Want Happy Relationships?

To ensure a healthy, thriving relationship, it is essential that you preserve your own unique essence.
Have you ever started a new relationship that seemed just perfect--the one you've been waiting for--and then seemingly out of the blue, it all starts to go bad? If so, you're not alone. We're guessing you, like most of us, want a healthy, successful relationship with a caring loving partner. Once you find that person and begin the relationship, the very first thing you might want to do is learn how to maintain it for a lifetime. A big mistake many people make is to believe that when you first start a new intimate relationship, you should become one with the other person. Read on to find out seven tips that will help you sustain your special "ME" and not just become a "WE.'

To create happy, satisfying relationships, it is imperative that you do everything you can to look after your own individual spirit. You are a vital element of every relationship you are a part of. Your personal desires, values, and dreams are unique and enhance every relationship you enter into and you enhance them only the way YOU can. If you believe that when you begin a new relationship you should develop all the same wants and desires that your partner has, you will miss much of what a truly loving relationship can offer.

Whether you're in a new romance or have been with your partner for many years, nurturing and caring for each person's uniqueness is a common problem for many relationships.

Some people spend so much time with their partner that they experience a sense of loss and feel alone when they're separated from them for any period of time. This is a clue that you're starting to lose "you". When you nurture your own personal values, dreams, and desires, you maintain your sense of self. By doing this, you are more able to give all of beautiful gifts you have to offer to your relationship when you do spend time as a couple:

Here are seven tips for nurturing and cultivating your unique essence:

1. Spend an evening reading. Make sure you read books that engage you, or just make you feel good. If you've been waiting to get your hands on a particular book, take a few minutes now and schedule time to read it. Quiet time at home, enjoying a good book without any interruptions can energize you and bring new life into your relationship.

2. Go places that you've wanted to go but haven't done so because your partner wasn't interested. Watch a movie that you've wanted to see, visit that museum with the interesting exhibit, or take those dance lessons you've always been curious about. Don't deny yourself something you want to experience just because your partner doesn't share your interest.

3. Make time for family. Being with loving family members helps you to create and maintain thriving relationships in other areas of your life. Very often, when we enter into a new intimate relationship, we put aside our family time in favor of spending all our time with the new love interest.
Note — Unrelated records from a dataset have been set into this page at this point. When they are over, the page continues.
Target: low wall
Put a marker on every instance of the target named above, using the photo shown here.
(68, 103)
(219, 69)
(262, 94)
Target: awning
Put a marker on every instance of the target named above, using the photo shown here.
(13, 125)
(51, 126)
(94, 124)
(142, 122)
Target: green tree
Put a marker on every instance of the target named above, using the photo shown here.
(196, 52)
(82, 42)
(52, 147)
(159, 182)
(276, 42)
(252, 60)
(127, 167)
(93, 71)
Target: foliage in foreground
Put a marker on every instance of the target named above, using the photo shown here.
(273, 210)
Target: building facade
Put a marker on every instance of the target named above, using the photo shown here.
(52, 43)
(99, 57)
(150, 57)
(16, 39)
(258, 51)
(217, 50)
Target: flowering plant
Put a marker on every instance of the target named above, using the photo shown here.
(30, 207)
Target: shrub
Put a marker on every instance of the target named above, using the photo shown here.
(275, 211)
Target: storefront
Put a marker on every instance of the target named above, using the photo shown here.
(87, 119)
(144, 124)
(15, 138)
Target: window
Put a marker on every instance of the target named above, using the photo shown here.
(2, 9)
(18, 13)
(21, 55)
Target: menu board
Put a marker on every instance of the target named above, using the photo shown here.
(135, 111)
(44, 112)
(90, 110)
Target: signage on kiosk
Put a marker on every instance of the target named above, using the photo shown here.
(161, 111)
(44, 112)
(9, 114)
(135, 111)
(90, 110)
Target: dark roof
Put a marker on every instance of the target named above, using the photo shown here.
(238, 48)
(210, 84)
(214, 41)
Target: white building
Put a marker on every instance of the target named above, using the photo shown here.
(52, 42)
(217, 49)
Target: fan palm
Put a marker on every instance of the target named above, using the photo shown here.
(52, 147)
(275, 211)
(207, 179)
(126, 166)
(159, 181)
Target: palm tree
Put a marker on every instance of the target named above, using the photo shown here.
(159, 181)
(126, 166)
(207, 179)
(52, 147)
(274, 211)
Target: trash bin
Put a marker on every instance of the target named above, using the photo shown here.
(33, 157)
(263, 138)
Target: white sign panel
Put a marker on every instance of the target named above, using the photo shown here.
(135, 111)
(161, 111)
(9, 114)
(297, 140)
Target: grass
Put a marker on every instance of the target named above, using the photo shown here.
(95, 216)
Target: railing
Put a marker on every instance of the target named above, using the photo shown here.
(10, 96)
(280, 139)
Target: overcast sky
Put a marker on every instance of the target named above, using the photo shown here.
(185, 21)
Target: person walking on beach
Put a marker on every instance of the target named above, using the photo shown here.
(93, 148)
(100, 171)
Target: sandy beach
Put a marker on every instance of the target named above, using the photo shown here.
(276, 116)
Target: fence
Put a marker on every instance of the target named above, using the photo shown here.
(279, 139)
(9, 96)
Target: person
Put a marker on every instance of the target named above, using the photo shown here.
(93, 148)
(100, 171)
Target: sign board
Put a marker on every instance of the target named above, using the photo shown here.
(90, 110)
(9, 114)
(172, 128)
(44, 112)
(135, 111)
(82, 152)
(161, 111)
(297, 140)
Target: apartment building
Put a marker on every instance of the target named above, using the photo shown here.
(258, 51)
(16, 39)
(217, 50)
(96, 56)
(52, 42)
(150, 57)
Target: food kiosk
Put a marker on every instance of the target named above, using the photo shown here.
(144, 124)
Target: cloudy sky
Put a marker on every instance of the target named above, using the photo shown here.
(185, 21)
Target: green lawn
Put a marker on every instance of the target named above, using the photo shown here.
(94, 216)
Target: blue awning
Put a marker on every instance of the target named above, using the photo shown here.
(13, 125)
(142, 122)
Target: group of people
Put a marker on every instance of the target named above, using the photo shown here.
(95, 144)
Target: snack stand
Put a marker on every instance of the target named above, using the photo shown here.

Strong family ties help us feel a sense of belonging that is with us whether we're in an intimate relationship or not.

4. Hang out with your friends; get out and do things with them. Having good friends is a gift and also helps you to relax and be yourself.

5. Keep doing what you love to do. If you're a bowler and your partner isn't, there's no need to stop bowling. If you like to do puzzles, spend time doing them. Just because you're a couple and your partner isn't interested, doesn't mean you should stop being interested. It was something you liked doing before and it's almost guaranteed you still will.

6. Pamper yourself! Enjoy a bubble bath or whirlpool. Or get a massage. Make yourself feel good and get re-energized for the next time you and your partner are together.

7. Discover what's deeply important to you. The fastest way to nurture yourself is to pinpoint what you value. When you do this, you are able to give to yourself and to your relationship from a much deeper and more authentic place. Be our guests and download our free values worksheet. You can download it when you visit our website. On completion of the exercise, make a list of the things you can do that will help you to have more of what you value in your life. Next time you are feeling lonely, get out your list and do something on it.

A healthy, satisfying relationship needs as much supportive 'me' time as it does 'we' time. Be sure to schedule both.